2. The self-powered lighting system of claim 1 further comprising a rubber grommet placed between said main body and said lens cover to keep liquid substances away from said circuit board, said light source, and said battery.

3. The self-powered lighting system of claim 1 wherein said lens cover and said main body are made of plastic material that can be sanitized.

4. The self-powered lighting system of claim 1 further comprising a front ring that extends from said lens cover and that aids in directing light to a predetermined area.

5. The self-powered lighting system of claim 1 wherein said attachment mechanism comprises an attachment ring through which an electrode on said electrosurgical pencil is inserted and an attachment clip having a gap that promotes structural flexibility to allow said attachment clip to be wrapped around a handle on said electrosurgical pencil.

6. The self-powered lighting system of claim 5 wherein said attachment clip has a shape that is substantially similar to the shape of said handle on said electrosurgical pencil.

7. A self-powered lighting system that is detachably mountable to an electrosurgical pencil comprising:

a lens cover;

a light source within said lens cover;

a main body that is rotatably attached to said lens cover;

a battery within said main body;

a circuit board that electrically connects said battery to said light source when said main body is rotated in a first direction relative to said lens cover;

said circuit board that electrically disconnects said battery from said light source when said main body is rotated in a second direction relative to said lens cover;

an attachment mechanism that extends from said lens cover; and

8. The self-powered lighting system of claim 7 further comprising a rubber grommet placed between said main body and said lens cover to keep liquid substances away from said circuit board, said light source, and said battery.
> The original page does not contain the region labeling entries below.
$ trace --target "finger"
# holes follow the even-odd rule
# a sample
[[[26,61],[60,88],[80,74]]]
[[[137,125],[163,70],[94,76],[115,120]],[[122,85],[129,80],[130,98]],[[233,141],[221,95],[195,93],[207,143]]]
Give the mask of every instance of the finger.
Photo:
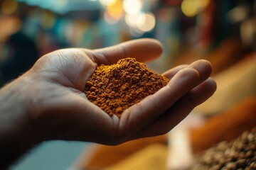
[[[206,101],[216,90],[216,83],[211,78],[193,89],[166,110],[154,123],[142,128],[134,139],[164,135],[182,120],[198,105]]]
[[[177,72],[178,72],[182,69],[188,67],[188,65],[187,65],[187,64],[183,64],[183,65],[179,65],[179,66],[175,67],[165,72],[164,73],[163,73],[162,76],[167,77],[169,79],[171,79],[171,78],[173,78],[175,74],[176,74]]]
[[[184,68],[191,68],[196,69],[198,72],[200,74],[200,79],[198,79],[197,84],[195,84],[195,86],[198,85],[200,83],[203,82],[208,77],[209,77],[212,71],[211,64],[208,61],[205,60],[199,60],[189,65],[183,64],[177,66],[164,72],[162,75],[167,77],[169,79],[171,79],[177,72]]]
[[[120,129],[132,132],[145,126],[188,93],[198,79],[198,72],[193,69],[178,72],[166,86],[124,110]]]
[[[136,58],[140,62],[147,62],[161,55],[162,45],[156,40],[144,38],[125,42],[92,52],[93,57],[99,64],[114,64],[120,59],[126,57]]]
[[[212,71],[211,64],[205,60],[197,60],[189,64],[188,68],[196,69],[200,74],[200,78],[195,86],[207,79],[210,76]]]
9. The self-powered lighting system of claim 7 wherein said lens cover and said main body are made of plastic material that can be sanitized.

10. The self-powered lighting system of claim 7 further comprising a front ring that extends from said lens cover and that aids in directing light to a predetermined area.

11. The self-powered lighting system of claim 7 wherein said attachment mechanism comprises an attachment ring through which an electrode on said electrosurgical pencil is inserted and an attachment clip having a gap that promotes structural flexibility to allow said attachment clip to be wrapped around a handle on said electrosurgical pencil.

12. The self-powered lighting system of claim 11 wherein said attachment clip has a shape that is substantially similar to the shape of said handle on said electrosurgical pencil.

13. A self-powered lighting system that is detachably mountable to an electrosurgical pencil comprising:

a lens cover containing a light source;

a main body containing a battery and rotatably attached to said lens cover;

a switchable circuit through which said light source is powered when said main body is rotated a predetermined distance relative to said lens cover; and

an attachment mechanism that extends from said lens cover that enables said self-powered lighting system to be mounted to said electrosurgical pencil.

14. The self-powered lighting system of claim 13 further comprising a rubber grommet placed between said main body and said lens cover to keep liquid substances away from said circuit board, said light source, and said battery.

15. The self-powered lighting system of claim 13 wherein said lens cover and said main body are made of plastic material that can be sanitized.

16. The self-powered lighting system of claim 13 further comprising a front ring that extends from said lens cover and that aids in directing light to a predetermined area.

17. The self-powered lighting system of claim 13 wherein said attachment mechanism comprises an attachment ring through which an electrode on said electrosurgical pencil is inserted and an attachment clip having a gap that promotes structural flexibility to allow said attachment clip to be wrapped around a handle on said electrosurgical pencil.

18. The self-powered lighting system of claim 17 wherein said attachment clip has a shape that is substantially similar to the shape of said handle on said electrosurgical pencil.